Hitting any of those brings up the Touch Gate main interface -- which is essentially a very simple row of icons that can be rearranged in any order -- with up to five icons in the mail row, and others behind it. For now, there is a limited amount of icons on the list -- preferences, and four custom-built apps -- Fotofun, Memos, Notepad, and Internet Explorer with Touch Capability. We should say that we find the interface to be really clean and pleasing to look at, and the applications are pretty elegantly designed.
Notepad and Memos are pretty self explanatory, and also exceedingly simple. There aren't a lot of bells and whistles -- but the apps work, and we actually found the experience of using the stylus to write a Memo for our desktop to be a natural one -- and one that we could really see being useful to a child or young person. The touchscreen is pretty responsive and calibrated to both stylus and fingertip, so we found most of our simple notes to rather reflect our actual handwriting... though it did take a little getting used to. We found that we were most comfortable using it as it's intended -- on our lap or tabletop -- swiveled into a tablet, creating a much more natural and comfy environment for "writing," though you can't allow your palm to rest on or swipe the tablet -- it will register that. This happened to us a few times, and it can be annoying.
Notepad is an only slightly more complex version of Memos, allowing for more detailed notes -- and the use of the virtual keyboard ASUS has on offer. We found the virtual keyboard to be slightly frustrating -- though it's well-designed, the individual "keys" are a bit small, and we mis-typed a lot. We didn't spend hours working at our virtual typing skills, so it's very possible (and probably likely) that we'd improve over time.
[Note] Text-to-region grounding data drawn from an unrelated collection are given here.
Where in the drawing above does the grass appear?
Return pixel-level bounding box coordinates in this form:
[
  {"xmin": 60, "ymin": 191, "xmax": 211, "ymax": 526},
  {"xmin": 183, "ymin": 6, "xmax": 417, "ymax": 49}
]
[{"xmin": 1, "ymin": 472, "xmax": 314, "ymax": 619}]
The keyboard (which is a necessity in Internet Explorer) is good enough for short text entries, but longer ones can be annoying. Still, though you probably wouldn't be spending a lot of time typing in a tablet situation, we did find that the kinks in a resistive touchscreen / virtual keyboard situation have not been fully ironed out in the T91. Finally, Fotofun is a very simple tool for making and viewing photo albums.
If you flick your finger to the left in the Touch Gate interface, you'll pull up a new screen -- the Widget screen -- which does exactly what you'd think it does. The T91 comes with several pre-installed Yahoo! Widgets (and can be customized) -- and you can flick your fingers across the screen to return to the Touch interface or Windows XP. When using the T91, we did find that occasionally flipping between the Widget screen and XP would result in a mess of non-functioning widgets on the XP desktop for a few moments before they disappeared. In fact, there seems to be some slight bugs in the switching of these applications in general -- though we never experienced a crash -- several times the T91 lagged a bit in switching between screens, as if it was confused where to go next -- which seemed to us not so much a processor issue as a software one.
Overall, the software included with the T91 is really nicely designed, and operates pretty much as advertised. There are limitations to the CPU and the resistive touchscreen -- we had to move a bit slower than we liked or our touches didn't always get recognized -- but the touch interface also functions better than we expected. Overall, the Eee PC T91 is a product we'd have a hard time justifying the purchase of -- because the custom apps aren't that useful, but they are kind of fun, and we hope future iterations will improve upon the things we really like about it. At $499, the T91 isn't super cheap, either, but if you really want a tablet, it's worth checking out -- especially if, like us, you also feel the need for a keyboard.